In 2005 a Pan-Asian Energy Grid was mooted by the then Indian Energy Minister, Mani Shankar Aiyar. Emmott makes no mention of this proposal, which aimed to bring together the continent’s principal oil and gas producers—Iran, Russia, the central Asian republics—and consumers—India, China, Japan, South Korea—to undertake a massive infrastuctural programme. The proposed pipelines would run east from Iran, Turkmenistan and Kazakhstan, and south from Siberia, to the Subcontinent, China and eastern Pacific. The key to its implementation lies in the willingness of four countries in particular, Russia, China, Iran and India, to push it through. All four have recognized its potential benefits—and its profound geopolitical implications: the Pan-Asian Energy Grid would seriously undercut America’s hold over energy reserves in West Asia. Emmott would be relieved that, for the time being, all four have left it on the backboiler. (Indeed in January 2006, not that long after the Bush–Singh agreement, of which Aiyar was known to be critical, there was a cabinet reshuffle in which he was demoted to head the Sports Ministry.)

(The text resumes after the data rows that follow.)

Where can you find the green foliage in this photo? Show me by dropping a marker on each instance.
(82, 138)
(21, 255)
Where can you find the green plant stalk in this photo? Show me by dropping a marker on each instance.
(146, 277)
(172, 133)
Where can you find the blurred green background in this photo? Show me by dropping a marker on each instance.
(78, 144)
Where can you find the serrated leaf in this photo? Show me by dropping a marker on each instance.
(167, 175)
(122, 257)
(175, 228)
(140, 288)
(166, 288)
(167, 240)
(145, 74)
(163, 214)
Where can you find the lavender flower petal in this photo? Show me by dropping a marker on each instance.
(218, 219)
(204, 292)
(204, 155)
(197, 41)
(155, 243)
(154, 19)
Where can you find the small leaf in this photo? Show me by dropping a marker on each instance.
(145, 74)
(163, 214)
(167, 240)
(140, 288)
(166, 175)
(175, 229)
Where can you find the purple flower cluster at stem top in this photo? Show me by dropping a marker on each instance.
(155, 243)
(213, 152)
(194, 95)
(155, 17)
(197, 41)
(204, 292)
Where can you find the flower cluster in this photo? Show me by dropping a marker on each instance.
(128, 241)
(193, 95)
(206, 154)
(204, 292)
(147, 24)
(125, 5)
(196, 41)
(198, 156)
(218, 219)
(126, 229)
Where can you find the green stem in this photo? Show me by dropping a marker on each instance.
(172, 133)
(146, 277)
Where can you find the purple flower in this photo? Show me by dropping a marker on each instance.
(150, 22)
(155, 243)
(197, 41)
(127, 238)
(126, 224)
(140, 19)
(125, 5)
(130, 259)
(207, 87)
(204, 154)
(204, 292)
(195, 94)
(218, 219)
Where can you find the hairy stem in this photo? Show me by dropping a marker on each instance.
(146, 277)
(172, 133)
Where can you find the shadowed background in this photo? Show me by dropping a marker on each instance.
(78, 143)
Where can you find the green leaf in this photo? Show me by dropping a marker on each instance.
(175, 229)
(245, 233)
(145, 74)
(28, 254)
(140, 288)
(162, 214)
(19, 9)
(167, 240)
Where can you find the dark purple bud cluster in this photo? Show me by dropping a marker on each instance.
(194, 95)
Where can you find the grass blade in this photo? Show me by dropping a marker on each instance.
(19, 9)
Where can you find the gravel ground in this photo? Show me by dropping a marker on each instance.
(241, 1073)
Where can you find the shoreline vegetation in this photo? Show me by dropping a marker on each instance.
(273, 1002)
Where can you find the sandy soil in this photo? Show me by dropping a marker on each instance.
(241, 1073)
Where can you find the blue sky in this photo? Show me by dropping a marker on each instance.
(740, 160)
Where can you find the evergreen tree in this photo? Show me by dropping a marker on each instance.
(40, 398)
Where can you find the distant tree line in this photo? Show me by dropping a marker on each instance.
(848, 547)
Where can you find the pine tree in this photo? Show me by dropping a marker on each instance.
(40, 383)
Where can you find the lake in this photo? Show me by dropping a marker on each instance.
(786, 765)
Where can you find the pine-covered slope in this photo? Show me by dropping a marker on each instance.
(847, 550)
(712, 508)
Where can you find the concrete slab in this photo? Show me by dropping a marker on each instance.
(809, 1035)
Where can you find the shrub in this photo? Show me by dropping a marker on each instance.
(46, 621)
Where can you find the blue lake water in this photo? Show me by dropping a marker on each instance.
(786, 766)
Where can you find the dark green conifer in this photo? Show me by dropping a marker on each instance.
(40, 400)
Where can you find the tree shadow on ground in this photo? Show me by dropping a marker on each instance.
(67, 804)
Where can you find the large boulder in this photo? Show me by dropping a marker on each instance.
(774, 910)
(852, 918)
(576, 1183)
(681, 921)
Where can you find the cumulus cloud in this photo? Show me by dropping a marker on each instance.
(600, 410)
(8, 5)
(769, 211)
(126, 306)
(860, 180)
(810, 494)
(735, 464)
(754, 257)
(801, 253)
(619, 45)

The hegemonic stability thesis, mainstay of the Atlanticist realist tradition in international relations, justifies the existence of a dominant world power on the grounds of its providing an ‘international public good’. Emmott’s book exemplifies this line of thought. In practice, the provision of international public goods such as the Grid are subordinated to the particular interests of the American imperium. Noam Chomsky once remarked that one reads magazines like The Economist and Business Week not so much to get a balanced and accurate understanding of what is going on and of what needs to be done, but to understand how dominant classes and their acolytes and servitors think, and what they want. The same can be said of Rivals.